Incremental Backup
Incremental backups are different from differential backups and full backups.
Depending on the incremental backup software you may be using, it may mean two things:
- "Incremental" may refer to backing up only files that have changed. The backup software compares the previous copy of a file to the current, often by checking dates and sizes, and determines whether a new copy needs to be made.
- "Incremental" may also refer to incremental deduplication, as processed by BackupChain, Incremental in-file delta deduplication means that after the backup software has determined that a file needs to be backed up, it now checks the contents against the last backup.
This comparison process, called deduplication, may find duplicate blocks from backup cycle to backup cycle. Blocks that haven't changed are not backed up. Blocks that have changed are now compressed and stored in the backup folder, as shown below:
To be efficient, incremental backup software needs to use deduplication and remove duplicate data from the backup set.
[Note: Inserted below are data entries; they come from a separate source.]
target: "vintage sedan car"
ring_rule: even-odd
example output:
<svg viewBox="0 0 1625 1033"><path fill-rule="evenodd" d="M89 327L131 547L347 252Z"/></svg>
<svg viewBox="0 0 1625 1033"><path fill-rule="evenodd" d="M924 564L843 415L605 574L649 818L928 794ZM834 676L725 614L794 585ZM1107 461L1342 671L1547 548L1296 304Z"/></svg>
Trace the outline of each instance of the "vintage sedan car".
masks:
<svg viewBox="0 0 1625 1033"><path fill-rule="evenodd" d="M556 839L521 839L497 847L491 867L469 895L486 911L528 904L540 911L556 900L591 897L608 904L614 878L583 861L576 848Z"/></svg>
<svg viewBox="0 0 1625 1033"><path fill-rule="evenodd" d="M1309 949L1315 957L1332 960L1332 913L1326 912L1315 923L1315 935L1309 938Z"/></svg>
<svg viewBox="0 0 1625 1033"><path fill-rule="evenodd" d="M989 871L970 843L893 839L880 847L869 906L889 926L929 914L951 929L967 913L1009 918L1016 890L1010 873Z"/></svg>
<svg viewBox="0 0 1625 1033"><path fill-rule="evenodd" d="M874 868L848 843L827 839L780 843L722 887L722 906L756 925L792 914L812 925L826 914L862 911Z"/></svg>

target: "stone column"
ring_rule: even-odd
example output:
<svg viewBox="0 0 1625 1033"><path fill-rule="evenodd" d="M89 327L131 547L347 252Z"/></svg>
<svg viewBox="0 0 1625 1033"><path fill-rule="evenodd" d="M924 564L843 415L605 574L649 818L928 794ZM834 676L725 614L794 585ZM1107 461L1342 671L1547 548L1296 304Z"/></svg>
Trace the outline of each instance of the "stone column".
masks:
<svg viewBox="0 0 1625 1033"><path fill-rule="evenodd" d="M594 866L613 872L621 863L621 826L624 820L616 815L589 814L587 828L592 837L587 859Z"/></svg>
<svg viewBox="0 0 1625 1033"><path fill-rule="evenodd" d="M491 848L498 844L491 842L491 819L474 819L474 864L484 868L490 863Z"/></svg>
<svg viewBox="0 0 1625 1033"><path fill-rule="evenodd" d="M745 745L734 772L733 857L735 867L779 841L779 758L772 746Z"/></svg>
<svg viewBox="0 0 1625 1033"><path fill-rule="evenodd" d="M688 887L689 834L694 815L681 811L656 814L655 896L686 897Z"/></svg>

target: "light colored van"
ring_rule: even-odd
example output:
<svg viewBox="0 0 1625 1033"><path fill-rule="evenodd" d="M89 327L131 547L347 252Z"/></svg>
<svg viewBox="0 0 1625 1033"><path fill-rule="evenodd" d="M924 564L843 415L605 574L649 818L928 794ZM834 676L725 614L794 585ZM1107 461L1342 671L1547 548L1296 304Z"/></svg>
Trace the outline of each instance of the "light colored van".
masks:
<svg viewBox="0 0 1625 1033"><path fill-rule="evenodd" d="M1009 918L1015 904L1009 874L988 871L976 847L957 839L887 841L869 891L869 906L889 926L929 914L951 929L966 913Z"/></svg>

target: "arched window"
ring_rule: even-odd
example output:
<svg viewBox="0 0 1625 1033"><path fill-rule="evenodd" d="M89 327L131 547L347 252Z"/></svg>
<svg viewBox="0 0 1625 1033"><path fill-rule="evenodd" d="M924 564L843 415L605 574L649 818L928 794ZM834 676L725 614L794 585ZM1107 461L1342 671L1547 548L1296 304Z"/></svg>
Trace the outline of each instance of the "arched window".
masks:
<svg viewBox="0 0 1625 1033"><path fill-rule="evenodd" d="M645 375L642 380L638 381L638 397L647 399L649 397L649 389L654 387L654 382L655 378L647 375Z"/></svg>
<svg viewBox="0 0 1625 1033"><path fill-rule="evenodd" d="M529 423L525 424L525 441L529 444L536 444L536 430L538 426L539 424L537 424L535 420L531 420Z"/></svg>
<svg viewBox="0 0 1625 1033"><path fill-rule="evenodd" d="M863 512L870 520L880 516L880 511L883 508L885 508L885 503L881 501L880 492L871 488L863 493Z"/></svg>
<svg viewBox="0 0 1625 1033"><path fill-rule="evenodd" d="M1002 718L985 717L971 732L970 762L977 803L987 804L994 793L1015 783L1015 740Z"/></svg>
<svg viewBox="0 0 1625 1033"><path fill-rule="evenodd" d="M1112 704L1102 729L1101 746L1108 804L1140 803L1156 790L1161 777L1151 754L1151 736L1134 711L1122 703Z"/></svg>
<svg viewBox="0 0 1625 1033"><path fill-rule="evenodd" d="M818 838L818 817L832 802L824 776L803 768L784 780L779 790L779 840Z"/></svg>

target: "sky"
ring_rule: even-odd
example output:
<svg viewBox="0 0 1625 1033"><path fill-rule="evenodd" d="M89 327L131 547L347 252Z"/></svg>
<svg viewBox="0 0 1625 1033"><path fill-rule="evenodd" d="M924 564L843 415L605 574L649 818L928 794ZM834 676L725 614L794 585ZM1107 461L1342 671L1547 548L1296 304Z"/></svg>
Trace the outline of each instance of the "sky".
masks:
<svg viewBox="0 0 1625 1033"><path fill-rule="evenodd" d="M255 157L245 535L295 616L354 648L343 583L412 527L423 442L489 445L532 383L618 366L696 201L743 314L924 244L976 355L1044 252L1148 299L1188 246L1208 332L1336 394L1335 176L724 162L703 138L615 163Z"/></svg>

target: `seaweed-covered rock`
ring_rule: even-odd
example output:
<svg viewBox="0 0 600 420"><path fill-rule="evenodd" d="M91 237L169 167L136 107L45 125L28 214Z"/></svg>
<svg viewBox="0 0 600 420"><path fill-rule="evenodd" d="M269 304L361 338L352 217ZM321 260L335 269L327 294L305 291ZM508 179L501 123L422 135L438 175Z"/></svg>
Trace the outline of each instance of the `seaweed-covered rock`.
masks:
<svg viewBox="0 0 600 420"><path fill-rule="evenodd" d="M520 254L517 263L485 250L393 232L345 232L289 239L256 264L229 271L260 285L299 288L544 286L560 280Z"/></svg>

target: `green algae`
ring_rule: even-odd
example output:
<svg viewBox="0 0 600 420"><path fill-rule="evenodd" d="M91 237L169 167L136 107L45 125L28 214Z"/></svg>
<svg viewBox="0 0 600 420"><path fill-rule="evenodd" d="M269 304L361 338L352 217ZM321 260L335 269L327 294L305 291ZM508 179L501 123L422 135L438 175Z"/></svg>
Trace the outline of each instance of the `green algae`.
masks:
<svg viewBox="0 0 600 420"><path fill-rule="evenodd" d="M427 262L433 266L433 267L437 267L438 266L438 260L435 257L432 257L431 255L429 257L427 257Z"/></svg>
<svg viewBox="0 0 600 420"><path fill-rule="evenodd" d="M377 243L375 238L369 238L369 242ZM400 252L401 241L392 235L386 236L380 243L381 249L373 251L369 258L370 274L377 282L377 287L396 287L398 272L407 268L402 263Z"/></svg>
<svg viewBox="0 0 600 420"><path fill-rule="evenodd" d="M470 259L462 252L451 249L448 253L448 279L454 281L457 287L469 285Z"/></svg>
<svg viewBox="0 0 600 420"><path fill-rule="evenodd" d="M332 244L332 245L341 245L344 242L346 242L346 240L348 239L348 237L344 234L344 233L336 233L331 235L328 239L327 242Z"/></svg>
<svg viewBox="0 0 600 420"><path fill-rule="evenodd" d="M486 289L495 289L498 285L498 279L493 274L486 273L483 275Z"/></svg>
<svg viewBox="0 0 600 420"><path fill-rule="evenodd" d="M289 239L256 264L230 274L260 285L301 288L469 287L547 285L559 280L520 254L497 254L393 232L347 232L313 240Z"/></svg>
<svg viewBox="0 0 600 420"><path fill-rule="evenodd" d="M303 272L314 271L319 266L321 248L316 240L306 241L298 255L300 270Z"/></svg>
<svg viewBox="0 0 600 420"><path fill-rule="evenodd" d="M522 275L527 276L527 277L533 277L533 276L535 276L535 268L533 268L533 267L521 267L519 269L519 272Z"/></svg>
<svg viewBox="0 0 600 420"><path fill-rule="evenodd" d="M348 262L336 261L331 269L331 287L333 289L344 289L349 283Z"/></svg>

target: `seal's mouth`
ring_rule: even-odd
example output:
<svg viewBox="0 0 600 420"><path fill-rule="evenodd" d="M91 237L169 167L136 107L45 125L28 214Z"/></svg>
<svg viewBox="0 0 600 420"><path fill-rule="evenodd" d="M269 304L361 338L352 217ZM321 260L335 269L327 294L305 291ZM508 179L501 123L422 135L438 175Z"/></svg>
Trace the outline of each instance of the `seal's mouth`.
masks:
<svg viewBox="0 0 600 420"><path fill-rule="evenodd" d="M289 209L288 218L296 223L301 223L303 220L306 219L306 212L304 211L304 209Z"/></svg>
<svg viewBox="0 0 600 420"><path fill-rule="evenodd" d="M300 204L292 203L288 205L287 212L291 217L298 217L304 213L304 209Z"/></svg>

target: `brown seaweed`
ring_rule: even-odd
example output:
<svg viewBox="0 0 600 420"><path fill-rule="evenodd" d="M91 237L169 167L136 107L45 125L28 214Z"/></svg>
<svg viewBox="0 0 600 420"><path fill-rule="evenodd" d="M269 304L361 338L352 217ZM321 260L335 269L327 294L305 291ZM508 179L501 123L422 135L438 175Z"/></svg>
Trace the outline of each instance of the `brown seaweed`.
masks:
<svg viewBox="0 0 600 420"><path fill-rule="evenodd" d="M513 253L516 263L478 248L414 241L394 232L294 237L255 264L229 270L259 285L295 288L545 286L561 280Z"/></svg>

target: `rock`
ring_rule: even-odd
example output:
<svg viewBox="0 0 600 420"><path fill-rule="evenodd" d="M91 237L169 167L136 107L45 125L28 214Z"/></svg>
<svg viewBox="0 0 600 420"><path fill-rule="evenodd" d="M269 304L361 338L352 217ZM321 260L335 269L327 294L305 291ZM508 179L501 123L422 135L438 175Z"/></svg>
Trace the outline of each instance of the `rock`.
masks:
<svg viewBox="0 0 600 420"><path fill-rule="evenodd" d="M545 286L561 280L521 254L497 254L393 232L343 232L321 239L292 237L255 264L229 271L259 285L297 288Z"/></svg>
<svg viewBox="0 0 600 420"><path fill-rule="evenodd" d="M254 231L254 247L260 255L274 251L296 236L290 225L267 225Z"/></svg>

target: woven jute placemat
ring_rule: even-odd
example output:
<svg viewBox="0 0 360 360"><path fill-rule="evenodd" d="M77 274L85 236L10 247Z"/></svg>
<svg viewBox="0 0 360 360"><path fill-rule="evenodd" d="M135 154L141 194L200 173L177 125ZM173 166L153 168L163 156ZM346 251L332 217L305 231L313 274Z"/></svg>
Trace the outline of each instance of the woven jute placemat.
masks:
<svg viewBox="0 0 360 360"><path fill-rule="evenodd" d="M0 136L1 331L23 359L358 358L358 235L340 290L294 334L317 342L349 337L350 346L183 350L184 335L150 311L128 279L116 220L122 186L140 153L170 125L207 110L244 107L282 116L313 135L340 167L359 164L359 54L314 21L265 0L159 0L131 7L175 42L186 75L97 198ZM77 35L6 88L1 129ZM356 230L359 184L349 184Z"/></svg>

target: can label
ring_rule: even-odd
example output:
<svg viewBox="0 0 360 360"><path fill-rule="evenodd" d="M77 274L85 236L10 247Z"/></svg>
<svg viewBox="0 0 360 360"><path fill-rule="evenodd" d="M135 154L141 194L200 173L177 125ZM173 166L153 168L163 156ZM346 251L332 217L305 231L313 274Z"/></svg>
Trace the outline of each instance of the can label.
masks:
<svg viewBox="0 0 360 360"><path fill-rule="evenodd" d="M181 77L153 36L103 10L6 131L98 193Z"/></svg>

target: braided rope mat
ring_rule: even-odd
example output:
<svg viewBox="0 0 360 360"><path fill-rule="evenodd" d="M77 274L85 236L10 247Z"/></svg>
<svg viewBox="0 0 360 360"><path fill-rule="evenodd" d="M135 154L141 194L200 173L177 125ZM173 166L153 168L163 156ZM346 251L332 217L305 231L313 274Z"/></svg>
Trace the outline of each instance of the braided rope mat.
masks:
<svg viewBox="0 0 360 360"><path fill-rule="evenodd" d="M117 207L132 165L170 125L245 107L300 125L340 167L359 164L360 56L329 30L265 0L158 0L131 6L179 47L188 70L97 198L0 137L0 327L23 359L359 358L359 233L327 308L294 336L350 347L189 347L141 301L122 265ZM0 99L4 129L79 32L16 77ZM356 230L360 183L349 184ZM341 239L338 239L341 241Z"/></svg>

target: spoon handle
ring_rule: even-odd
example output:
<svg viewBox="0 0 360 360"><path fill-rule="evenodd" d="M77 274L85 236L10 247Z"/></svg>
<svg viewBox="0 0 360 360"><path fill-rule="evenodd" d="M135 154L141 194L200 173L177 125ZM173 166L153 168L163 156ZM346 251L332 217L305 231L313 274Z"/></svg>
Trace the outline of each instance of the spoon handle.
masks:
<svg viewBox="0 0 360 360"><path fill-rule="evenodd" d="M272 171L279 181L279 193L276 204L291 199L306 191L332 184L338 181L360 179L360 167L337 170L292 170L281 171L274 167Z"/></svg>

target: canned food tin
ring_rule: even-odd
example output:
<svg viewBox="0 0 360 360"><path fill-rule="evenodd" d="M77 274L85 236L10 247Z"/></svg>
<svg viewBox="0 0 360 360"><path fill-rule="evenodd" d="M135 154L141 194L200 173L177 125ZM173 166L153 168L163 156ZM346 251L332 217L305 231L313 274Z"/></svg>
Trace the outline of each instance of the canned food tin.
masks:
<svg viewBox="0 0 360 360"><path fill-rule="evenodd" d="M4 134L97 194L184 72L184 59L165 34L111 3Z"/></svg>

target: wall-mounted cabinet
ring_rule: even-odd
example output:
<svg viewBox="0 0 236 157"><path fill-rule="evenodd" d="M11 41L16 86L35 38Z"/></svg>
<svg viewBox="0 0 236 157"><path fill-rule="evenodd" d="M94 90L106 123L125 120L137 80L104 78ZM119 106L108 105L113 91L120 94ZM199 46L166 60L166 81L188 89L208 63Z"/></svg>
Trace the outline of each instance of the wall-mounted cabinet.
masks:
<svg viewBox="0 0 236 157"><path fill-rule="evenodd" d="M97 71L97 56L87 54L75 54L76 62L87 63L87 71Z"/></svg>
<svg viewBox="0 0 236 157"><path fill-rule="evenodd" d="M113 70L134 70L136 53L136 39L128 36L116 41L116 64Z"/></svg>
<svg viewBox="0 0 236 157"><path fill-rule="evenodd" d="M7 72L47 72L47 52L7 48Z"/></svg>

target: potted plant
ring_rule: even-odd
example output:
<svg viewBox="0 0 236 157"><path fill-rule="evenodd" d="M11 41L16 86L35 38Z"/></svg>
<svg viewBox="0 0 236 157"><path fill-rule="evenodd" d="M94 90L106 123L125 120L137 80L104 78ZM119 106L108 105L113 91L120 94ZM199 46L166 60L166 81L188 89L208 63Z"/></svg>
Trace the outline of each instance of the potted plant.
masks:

This greatly reduces the load in the backup media, and also reduces bandwidth when the backup needs to be sent over the wire, as with online backups and remote backups. Incremental Windows Server backup software like BackupChain, hence, needs to do more than just copying the same file over and over again. By scanning for and compressing file changes, the backup solution can achieve a backup storage use reduction of up to 95%.
A Hyper-V backup using BackupChain usually reduces the storage usage by 50% for the first full backup, and the nightly backups are typically 5 to 10% of the first backup. A 100GB virtual machine would, for example, back up first using just 50GB space, then 2.5 to 5 GB per day afterwards.